To Neil who was asking about skipping directories, I use unison for automated backups, unison is pretty much rsync with some stuff made easier.

http://www.cis.upenn.edu/~bcpierce/unison/

One of the things made easy, is that in your ~/unison/default.prf file (i.e. yoyour preferences file ) , you can set

ignore “/music”
ignore “/.trash”

or whatever.

I highly recommend unison for this problem specifically.

September 24, 10h

I don’t own a Mac so I don’t know for sure, but couldn’t you use Automator to run your shell script file periodically instead of having to remember to run it?

Just a thought.

September 27, 12h

Des, (and Neil), rsync can easily exclude defined files and/or directories using the –exclude flag. It is especially handy as you can use wildcards to omit certain files with a specific patterns in their filename. Here are simple examples of two common uses:

–exclude=somedir/
–exclude=*.txt

Trejkaz says:
September 28, 09h

Putting the remote directory in subversion would be a mess. You’d then have to script something on the remote end to check the whole thing in each day. :-)

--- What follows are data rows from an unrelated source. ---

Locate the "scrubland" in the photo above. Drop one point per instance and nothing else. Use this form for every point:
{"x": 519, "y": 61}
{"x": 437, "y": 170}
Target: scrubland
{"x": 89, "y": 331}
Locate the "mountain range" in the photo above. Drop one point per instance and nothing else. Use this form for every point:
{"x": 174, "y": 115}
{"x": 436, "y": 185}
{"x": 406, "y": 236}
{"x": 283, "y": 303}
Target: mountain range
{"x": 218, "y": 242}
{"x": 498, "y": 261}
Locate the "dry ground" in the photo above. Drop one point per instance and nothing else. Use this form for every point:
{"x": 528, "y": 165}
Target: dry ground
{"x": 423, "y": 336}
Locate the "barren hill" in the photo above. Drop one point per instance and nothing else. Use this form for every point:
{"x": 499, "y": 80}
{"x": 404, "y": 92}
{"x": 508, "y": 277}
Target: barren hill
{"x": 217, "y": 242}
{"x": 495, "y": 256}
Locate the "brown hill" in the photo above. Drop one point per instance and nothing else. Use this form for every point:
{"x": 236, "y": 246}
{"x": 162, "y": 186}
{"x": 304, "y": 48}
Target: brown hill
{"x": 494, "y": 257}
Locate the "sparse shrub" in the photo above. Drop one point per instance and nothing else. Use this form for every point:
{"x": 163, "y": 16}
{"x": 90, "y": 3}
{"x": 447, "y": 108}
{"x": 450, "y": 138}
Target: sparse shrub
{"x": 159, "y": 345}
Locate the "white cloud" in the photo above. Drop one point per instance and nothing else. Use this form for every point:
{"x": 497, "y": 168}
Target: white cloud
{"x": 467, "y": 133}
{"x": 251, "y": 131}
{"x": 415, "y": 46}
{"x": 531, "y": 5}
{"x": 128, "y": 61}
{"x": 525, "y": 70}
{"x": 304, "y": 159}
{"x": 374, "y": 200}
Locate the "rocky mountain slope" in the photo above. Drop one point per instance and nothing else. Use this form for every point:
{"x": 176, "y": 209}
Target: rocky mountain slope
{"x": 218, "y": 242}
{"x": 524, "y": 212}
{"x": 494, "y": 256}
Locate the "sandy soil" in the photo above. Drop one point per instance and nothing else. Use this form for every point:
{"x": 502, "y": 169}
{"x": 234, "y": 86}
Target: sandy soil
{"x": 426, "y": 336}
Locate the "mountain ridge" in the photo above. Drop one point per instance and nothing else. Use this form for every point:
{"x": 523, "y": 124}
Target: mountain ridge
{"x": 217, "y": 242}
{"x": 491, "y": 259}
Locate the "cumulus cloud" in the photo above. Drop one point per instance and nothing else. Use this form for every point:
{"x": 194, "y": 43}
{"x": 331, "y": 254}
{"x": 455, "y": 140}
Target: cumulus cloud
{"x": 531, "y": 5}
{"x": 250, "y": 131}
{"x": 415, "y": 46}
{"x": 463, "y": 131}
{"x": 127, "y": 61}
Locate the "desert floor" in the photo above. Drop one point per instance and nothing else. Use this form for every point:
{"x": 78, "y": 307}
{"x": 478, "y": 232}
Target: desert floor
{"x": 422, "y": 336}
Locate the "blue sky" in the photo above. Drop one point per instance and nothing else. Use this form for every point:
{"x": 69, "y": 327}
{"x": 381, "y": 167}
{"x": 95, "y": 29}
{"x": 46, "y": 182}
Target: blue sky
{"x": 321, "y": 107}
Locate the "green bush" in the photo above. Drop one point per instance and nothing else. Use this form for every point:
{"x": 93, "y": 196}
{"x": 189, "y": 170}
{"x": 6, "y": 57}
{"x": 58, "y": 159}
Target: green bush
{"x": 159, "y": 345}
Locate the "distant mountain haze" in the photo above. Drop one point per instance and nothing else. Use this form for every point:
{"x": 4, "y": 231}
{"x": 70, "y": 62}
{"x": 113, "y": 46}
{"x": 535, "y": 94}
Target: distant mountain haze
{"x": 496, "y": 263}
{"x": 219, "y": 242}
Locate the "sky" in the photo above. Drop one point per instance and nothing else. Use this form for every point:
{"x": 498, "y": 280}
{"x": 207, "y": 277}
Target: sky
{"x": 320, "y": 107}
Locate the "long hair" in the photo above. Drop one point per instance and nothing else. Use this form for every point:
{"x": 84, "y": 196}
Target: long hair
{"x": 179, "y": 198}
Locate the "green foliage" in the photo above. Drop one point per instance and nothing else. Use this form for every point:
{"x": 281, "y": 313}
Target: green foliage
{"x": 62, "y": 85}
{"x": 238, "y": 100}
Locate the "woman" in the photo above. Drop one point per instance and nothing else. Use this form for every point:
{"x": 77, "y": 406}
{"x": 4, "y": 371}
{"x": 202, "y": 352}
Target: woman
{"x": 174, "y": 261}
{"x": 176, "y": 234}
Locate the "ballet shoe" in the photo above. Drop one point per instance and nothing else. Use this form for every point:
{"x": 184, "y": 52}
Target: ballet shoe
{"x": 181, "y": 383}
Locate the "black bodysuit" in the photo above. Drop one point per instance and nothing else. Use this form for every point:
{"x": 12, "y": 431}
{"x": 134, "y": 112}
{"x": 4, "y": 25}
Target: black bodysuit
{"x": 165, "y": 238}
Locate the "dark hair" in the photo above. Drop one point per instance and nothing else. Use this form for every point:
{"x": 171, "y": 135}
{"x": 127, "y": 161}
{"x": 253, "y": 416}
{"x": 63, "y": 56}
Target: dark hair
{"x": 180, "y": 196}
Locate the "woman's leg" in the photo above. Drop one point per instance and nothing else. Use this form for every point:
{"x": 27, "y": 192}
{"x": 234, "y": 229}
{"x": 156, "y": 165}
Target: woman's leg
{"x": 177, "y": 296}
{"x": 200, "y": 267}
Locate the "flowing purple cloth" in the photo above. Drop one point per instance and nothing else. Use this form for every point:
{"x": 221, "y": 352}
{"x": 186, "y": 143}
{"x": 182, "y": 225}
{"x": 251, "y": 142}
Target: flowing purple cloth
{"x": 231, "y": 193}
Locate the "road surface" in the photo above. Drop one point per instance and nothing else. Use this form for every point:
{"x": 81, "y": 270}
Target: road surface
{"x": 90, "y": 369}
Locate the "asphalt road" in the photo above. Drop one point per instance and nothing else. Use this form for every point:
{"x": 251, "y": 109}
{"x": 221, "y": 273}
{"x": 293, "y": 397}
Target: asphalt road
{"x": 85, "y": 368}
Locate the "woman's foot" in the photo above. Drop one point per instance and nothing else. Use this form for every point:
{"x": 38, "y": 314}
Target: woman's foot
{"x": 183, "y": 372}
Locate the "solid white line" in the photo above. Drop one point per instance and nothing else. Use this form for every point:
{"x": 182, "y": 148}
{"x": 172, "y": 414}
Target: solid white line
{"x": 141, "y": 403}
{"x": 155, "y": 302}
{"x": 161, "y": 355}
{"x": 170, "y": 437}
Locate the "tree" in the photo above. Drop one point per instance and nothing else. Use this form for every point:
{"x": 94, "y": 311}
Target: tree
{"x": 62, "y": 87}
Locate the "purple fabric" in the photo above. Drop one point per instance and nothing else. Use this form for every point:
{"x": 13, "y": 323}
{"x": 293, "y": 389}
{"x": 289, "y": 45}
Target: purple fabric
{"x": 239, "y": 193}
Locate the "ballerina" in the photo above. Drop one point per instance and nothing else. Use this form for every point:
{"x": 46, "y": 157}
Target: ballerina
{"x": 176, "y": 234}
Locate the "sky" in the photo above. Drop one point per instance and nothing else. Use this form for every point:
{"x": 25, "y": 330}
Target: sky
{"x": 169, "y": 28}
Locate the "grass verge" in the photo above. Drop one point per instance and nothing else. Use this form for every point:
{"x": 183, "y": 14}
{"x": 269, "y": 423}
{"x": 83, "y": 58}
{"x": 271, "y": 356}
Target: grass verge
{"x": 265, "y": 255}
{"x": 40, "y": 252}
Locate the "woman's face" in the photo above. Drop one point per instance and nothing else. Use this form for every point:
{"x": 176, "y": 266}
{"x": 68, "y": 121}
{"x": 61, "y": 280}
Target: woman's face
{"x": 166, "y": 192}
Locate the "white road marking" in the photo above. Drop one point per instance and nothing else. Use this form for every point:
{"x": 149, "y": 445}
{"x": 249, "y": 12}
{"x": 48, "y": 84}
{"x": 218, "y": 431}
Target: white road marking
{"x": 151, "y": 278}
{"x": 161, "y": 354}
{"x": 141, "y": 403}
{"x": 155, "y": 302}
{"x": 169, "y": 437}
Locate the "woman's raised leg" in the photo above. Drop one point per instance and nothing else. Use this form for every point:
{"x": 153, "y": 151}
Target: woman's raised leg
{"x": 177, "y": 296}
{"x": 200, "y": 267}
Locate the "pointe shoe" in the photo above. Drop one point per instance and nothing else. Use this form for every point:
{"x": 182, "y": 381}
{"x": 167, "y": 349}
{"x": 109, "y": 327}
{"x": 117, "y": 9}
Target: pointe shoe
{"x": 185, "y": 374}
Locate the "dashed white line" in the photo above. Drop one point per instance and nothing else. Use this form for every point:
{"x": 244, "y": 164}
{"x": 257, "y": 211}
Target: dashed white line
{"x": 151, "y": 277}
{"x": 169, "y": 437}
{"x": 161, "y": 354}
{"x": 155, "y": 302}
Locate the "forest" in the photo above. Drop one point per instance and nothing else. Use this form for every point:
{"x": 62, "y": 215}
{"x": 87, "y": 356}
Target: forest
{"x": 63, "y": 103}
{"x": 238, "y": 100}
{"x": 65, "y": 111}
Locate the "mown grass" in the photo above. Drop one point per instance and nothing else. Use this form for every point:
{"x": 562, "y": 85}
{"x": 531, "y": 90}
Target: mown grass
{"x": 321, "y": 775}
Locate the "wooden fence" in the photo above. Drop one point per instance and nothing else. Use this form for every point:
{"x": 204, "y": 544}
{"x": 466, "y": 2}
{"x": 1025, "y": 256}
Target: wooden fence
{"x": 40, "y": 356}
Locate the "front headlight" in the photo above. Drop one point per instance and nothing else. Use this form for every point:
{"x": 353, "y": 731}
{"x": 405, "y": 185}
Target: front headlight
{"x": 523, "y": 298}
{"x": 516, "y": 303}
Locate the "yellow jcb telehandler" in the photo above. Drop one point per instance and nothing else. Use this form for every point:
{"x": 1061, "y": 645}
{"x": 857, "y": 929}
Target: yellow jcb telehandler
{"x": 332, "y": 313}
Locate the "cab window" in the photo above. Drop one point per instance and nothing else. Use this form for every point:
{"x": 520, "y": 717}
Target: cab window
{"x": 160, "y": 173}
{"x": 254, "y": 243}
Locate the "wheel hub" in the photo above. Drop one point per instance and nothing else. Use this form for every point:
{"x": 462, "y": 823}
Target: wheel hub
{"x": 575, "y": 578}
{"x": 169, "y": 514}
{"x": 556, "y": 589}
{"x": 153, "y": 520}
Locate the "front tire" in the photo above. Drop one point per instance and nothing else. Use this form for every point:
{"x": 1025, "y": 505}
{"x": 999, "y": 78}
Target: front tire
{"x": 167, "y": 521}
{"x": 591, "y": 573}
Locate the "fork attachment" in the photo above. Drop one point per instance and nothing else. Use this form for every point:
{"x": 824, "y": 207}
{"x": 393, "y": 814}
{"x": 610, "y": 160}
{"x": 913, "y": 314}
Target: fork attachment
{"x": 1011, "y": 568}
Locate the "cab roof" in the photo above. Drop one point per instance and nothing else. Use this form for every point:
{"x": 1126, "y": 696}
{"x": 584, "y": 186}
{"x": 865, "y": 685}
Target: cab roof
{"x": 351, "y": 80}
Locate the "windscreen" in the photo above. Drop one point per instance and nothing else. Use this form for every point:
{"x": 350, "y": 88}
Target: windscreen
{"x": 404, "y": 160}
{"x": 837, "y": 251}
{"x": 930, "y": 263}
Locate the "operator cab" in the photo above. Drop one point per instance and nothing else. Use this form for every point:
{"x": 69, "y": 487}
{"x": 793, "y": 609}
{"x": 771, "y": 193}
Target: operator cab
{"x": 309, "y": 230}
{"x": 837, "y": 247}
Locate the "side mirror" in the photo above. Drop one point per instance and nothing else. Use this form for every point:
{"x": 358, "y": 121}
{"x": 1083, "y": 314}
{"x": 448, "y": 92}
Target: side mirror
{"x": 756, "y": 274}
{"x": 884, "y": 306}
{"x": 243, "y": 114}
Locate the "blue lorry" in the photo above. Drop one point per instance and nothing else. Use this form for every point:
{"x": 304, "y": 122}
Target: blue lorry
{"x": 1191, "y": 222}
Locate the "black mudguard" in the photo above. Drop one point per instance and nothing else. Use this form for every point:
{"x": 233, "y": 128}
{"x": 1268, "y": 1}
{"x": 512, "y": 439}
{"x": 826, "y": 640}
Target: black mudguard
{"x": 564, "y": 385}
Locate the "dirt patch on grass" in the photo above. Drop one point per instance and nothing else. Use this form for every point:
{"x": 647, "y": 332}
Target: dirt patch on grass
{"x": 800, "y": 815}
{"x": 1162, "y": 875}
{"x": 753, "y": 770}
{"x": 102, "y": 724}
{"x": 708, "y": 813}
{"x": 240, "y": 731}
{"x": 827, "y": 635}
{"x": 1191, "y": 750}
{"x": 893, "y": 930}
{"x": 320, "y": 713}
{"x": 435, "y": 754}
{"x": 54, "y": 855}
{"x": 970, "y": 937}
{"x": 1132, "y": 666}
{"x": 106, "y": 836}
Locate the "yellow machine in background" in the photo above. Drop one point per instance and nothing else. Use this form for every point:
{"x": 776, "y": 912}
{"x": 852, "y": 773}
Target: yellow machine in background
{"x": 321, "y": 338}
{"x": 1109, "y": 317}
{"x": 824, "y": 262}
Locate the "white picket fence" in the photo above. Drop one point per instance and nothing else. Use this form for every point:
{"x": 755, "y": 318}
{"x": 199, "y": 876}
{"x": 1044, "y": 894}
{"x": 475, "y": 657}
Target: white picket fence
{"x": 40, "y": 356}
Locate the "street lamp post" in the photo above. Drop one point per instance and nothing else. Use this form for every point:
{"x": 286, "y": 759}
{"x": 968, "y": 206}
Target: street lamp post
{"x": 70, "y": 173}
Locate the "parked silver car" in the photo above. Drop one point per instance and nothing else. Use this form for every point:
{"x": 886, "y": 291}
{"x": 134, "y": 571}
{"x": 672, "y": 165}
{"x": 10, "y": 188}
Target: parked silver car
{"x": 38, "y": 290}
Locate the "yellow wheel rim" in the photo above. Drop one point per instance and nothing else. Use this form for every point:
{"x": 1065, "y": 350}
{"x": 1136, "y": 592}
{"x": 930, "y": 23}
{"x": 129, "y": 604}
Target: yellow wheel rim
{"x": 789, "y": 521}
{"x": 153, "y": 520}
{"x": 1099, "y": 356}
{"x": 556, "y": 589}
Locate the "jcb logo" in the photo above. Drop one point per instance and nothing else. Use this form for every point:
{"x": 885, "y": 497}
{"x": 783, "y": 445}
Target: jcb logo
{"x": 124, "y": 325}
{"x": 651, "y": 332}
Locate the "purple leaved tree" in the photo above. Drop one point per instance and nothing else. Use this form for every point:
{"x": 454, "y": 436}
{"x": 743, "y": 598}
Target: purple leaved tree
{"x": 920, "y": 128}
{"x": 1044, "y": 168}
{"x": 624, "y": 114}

For basic site stuff it’s fine and it’s good to version any actual modifications you make to a webapp’s code… but a lot of webapps do store some dynamic things in there which also need to be backed up.

Anthony says:
September 29, 10h

Wow. First time checking out your site and this is really great stuff even for someone only recently becoming involved with server based web design. Thanks for pointing out some useful knowledge, and keep doing what you do.

27
Ron says:
October 04, 02h

Great information! I am considering using this to transfer a complete site from one host to another so preserving permissions is critical as is keeping directory structure (I’ll be using Mac OSX unless I am forced to use Windows).

When it comes time to restore to the new host, what is the correct way to expand everything so that all directory structure and files/permissions are restored to the same state they were in the original site?

Thanks to all of you for some great info!

28
tom victory says:
November 02, 02h

1)what is the benefits of having a back up server? in details

2)what is the disadvantages of having the back up server? in details

seanmurph says:
December 21, 10h

“If everything is working properly, it will appear that nothing is happening”

Throw on a -v (verbose output) to stay more informed to what exactly rsync is doing…

30
Christopher says:
January 01, 07h

Just a note on another way to change local directories in the terminal if said directory is open in a window (or you find traversing through the GUI easier than cd/ls). Type cd [space] and simply drag the folder you wish to change to into the Terminal window. Great article - thanks.

31
anon says:
January 20, 23h

i had a problem: very large files (2Gb+) were causing the process to stall. but there’s a –max-size option, so rsync will ignore files over a certain size.